Archive for March, 2009

Contextual Keywords

Posted in csharp, EasyExtend, Grammars, Python on March 22nd, 2009 by kay – Be the first to comment

Keywords and Contextual Keywords

A language keyword is a reserved word that cannot be used as an identifier for variables, constants, classes etc. Often it is an element of language syntax. Syntactical structure is simplified by means of keywords. A keyword can be thought of as a “semantic marker” on many occasions i.e. it denotes a location where something particular meaningful is happening. The while keyword points to a while-loop, the class keyword to a class definition etc. Other keywords like as or in link together expressions and have a fixed location within a statement.

A contextual keyword is sort of a hybrid. It acts much like a keyword but is not reserved. The word as was such a contextual keyword in Python until it became a proper keyword in version 2.5. The C# language defines lots of contextual keywords besides the regular ones. MSDN defines a contextual keyword as:

A contextual keyword is used to provide a specific meaning in the code, but it is not a reserved word [in C#].
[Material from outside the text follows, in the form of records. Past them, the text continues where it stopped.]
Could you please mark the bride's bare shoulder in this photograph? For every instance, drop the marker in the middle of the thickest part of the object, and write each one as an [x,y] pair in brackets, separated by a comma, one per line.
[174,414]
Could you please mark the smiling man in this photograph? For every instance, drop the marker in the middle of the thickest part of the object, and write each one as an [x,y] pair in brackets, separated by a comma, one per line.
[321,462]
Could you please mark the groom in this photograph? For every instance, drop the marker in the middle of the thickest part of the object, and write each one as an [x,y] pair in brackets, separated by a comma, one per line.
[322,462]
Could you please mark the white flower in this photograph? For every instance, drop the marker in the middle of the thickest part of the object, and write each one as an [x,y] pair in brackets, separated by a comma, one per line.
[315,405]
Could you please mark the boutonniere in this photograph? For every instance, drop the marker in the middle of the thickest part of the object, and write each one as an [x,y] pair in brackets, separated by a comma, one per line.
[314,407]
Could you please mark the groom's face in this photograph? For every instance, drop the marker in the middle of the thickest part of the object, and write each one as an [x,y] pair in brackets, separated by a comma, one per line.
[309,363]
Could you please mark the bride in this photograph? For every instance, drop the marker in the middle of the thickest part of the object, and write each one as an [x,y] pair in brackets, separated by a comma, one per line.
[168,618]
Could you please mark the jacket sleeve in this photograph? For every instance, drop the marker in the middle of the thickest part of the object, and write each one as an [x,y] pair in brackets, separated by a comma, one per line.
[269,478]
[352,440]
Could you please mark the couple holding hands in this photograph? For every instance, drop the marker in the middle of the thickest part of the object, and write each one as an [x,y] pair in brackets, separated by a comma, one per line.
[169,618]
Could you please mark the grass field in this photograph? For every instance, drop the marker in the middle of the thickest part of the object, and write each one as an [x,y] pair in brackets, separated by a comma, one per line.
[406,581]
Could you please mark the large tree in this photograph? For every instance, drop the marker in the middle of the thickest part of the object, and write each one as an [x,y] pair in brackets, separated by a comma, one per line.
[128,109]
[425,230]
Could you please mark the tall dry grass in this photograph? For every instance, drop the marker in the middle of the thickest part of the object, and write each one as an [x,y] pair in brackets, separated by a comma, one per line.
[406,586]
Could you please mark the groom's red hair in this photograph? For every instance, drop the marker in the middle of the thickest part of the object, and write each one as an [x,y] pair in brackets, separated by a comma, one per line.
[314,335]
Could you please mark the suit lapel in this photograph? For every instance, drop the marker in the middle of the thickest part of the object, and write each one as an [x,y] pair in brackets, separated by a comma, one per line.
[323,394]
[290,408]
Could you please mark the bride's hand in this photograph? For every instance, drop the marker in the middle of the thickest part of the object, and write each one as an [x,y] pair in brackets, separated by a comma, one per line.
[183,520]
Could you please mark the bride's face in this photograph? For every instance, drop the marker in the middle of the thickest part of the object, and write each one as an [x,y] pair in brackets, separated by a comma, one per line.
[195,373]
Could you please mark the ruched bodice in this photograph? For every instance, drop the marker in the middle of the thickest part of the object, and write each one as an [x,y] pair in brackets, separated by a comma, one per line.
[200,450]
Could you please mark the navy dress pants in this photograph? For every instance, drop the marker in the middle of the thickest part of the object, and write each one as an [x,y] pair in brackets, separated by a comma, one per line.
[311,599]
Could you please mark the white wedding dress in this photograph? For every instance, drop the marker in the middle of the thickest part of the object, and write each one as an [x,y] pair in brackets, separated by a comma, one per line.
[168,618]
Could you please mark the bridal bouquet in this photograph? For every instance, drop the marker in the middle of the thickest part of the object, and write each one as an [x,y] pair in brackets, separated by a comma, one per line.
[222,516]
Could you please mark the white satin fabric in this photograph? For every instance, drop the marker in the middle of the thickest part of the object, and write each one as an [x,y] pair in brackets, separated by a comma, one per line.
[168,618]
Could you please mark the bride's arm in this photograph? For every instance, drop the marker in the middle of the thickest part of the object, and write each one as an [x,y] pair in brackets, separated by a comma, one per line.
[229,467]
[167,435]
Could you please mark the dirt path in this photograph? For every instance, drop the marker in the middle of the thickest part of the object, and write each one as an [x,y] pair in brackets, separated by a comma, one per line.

Contextual keywords in C# are used properly in the grammar description of the language – like regular keywords. For example the add_accessor_declaration is defined by the following C# rule:

add_accessor_declaration: [attributes] "add" block

Keywords in EasyExtend

In EasyExtend keywords are implicitly defined by their use in a grammar file. The “add” string in the add_accessor_declaration becomes automatically a keyword. Technically a keyword is just an ordinary name and the tokenizer produces a NAME token. It’s easy to verify this: when we inspect the token stream of a function definition def foo(): pass we’ll notice that def and pass are mapped onto the NAME token:

>>> def foo(): pass
 Line  | Columns | Token Value         | Token Name    | Token Id     |
 1     | 0-3     | 'def'               | NAME          | 1 -- 1       |
 1     | 4-7     | 'foo'               | NAME          | 1 -- 1       |
 1     | 7-8     | '('                 | LPAR          | 7 -- 7       |
 1     | 8-9     | ')'                 | RPAR          | 8 -- 8       |
 1     | 9-10    | ':'                 | COLON         | 11 -- 11     |
 1     | 11-15   | 'pass'              | NAME          | 1 -- 1       |
 1     | 15-15   | '\n'                | NEWLINE       | 4 -- 4       |
 2     | 0-0     | ''                  | ENDMARKER     | 0 -- 0       |

In the parse tables keywords are preserved and we will find a state description like (‘pass’, 1, 273) which explicitly refer to the pass keyword. It will be clearly distinguished from token id’s of type NAME which are used otherwise ( e.g. for foo ). Now the pass token in the token-stream has precisely following structure [1, ‘pass’, 1, (11, 15)]. Usually the token id is all that the parser needs to know but when the parser encounters a NAME token the token value is a keyword the keyword is turned into a token type. We can summarize this using following function

def compute_token_type(tok):
    tok_type  = tok[0]      # the standard token type
    tok_value = tok[1]
    if tok_type == token.NAME:
        if tok_value in keywords:
            return tok_value    # tok_value is a keyword and used as a token type
    return tok_type

Contextual Keywords in EasyExtend

Unlike keywords which can simply be determined from the grammar this isn’t possible with contextual keywords. They have to be made explicit elsewhere. When I considered contextual keywords in EasyExtend I refused to create special infrastructure for them but used a simple trick instead. Suppose one defines following token in aToken.ext file

    CONTEXT_KWD: 'add' | 'remove'

This is just an ordinary token definition. When is generated from Token+Token.ext we’ll find following settings

    CONTEXT_KWD = 119896


    token_map = {
        'add|remove': 119896,

The provides obviously sufficient information to determine contextual keywords form the CONTEXT_KWD token definition. We exploit this in the next function definition:

def generate_contextual_kwds(parse_token):
        ctx_kwd = parse_token.CONTEXT_KWD
        t_map   = swap_dict(parse_token.token_map)      # swap_dict turns dict keys
                                                        # into values and values into keys
        contextual_keywords = set( t_map[ctx_kwd].split("|") )
        assert contextual_keywords <= keywords
        return contextual_keywords
    except AttributeError:
        return set()

Now we have to understand the semantics of contextual keywords. The following code illustrates the behavior of the parser in the presence of contextual keywords.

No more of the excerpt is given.